Urine albumin is a fundamental diagnostic used for classification, risk assessment, and monitoring treatment of patients with chronic kidney disease. Clinical practice guidelines for urine albumin categories are the following: A1 <30 mg/24 hrs or <30 mg/g creatinine as normal to mildly increased; A2 30-300 mg/24 hrs or 30-300 mg/g creatinine as moderately increased; A3 >300 mg/24 hrs or >300 mg/g creatinine as severely increased.1 Unfortunately, urine albumin results are not standardized and may exceed >40% difference between immunometric methods.2, 3 This lack of standardization confounds guideline application throughout health systems globally. Alternative assays devoid of antibody reagents, such as liquid chromatography tandem mass spectrometry (LC-MS/MS), have been suggested as a potential reference measurement procedure4 along with the stringent standardization criteria needed.5 The National Institute of Standards and Technology (NIST) has developed a Standard Reference Material (SRM) 2925 as a primary reference calibrator for urine albumin to value assign external calibrators.
This effort focuses on the development of a candidate reference measurement procedure for urine albumin using LC-MS/MS.

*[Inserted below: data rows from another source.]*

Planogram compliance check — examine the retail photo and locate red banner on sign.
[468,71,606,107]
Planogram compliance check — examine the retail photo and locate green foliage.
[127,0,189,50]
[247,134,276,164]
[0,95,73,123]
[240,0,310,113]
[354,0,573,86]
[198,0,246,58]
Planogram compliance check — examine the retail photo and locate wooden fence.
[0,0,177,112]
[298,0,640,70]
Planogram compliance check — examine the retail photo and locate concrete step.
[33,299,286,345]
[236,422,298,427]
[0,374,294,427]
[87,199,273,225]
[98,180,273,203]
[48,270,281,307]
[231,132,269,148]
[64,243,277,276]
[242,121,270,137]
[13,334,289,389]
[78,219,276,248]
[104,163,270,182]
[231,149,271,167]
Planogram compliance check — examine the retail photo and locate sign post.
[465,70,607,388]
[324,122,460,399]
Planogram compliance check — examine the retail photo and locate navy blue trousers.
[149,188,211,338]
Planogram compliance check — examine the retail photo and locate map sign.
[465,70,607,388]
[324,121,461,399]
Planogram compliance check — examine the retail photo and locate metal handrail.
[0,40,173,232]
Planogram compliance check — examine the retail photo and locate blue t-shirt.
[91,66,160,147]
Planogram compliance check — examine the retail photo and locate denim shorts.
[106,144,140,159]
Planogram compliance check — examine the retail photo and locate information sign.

Calibrators spanning 3 to 200 mg/L were derived from recombinant human serum albumin (HSA). Specimens were prepared by adding 40 µL calibrator, control or urine specimen to a 1.8 mL conical tube followed by the addition 135 µL of 0.1M ammonium bicarbonate, and by adding 20 µL of internal standard (15N recombinant HSA, 200 mg/L). Specimens were then reduced (TCEP at 60°C for 1 hour), alkylated (iodoacetamide 0.5 hour in the dark) and digested (trypsin at 37oC for 1 hour). This process was repeated in quadruplicate with results averaged. Analysis was performed using a XR HPLC system (Shimadzu) interfaced to a QTRAP 6500 mass spectrometer (SCIEX). Linear-gradient chromatography was employed using water and acetonitrile with 0.1% formic acid mobile phases. The following peptides and their fragment ions were analyzed in addition to their corresponding 15N analogs: DLGEENFK y6/b2, LVNEVTEFAK y8/y5, YLYEIAR y5/a2, AEFAEVSK y6/b2, LVTDLTK b2/y5, and QTALVELVK y5/y1.
Calibration curves derived of HSA from purified human serum displayed unacceptable linearity for several peptides, LVTDLTK and YLYEIAR, along with accuracy exceeding >10% of the expected values. Linearity and accuracy improved greatly after calibration using recombinant HSA calibration material. The LVNEVTEFAK y8 transition inter-assay imprecision for the quadruplicate analysis was 4.79 %CV and 2.84 %CV at the 2.99 mg/L level and 24.1 mg/L versus the single analysis procedure, which found imprecision to be 6.39 %CV and 4.29 %CV at the 2.99 mg/L level and 24.1 mg/L respectively.
Selection of calibration material is extremely important in urine albumin analysis. Use of recombinant HSA calibrators improved accuracy and imprecision and allowed for quantification of all six HSA peptides. The four analytical replicates for all calibrators, controls and specimens improved imprecision and suggests this method is suitable as a candidate reference measurement procedure for urine albumin.
1.Kidney Disease: Improving Global Outcomes (KDIGO) CKD Work Group. KDIGO 2012 Clinical Practice Guideline for the Evaluation and Management of Chronic Kidney Disease. Kidney Int 2013; Suppl: 1-150.
2.Bachmann LM, et al. State of the art for measurement of urine albumin: comparison of routine measurement procedures to isotope dilution tandem mass spectrometry. Clin Chem 2014; 60: 471-480.
3.Seegmiller JC, et al. Moving Toward Standardization of Urine Albumin Measurements. EJIFCC 2017; 28: 258-267.
4.Seegmiller JC, et al. Quantification of urinary albumin by using protein cleavage and LC-MS/MS. Clin Chem 2009; 55: 1100-1107.
5.Miller WG, et al. Standardization of Urine Albumin Measurements: Status and Performance Goals. JALM 2017; 2: 423-429.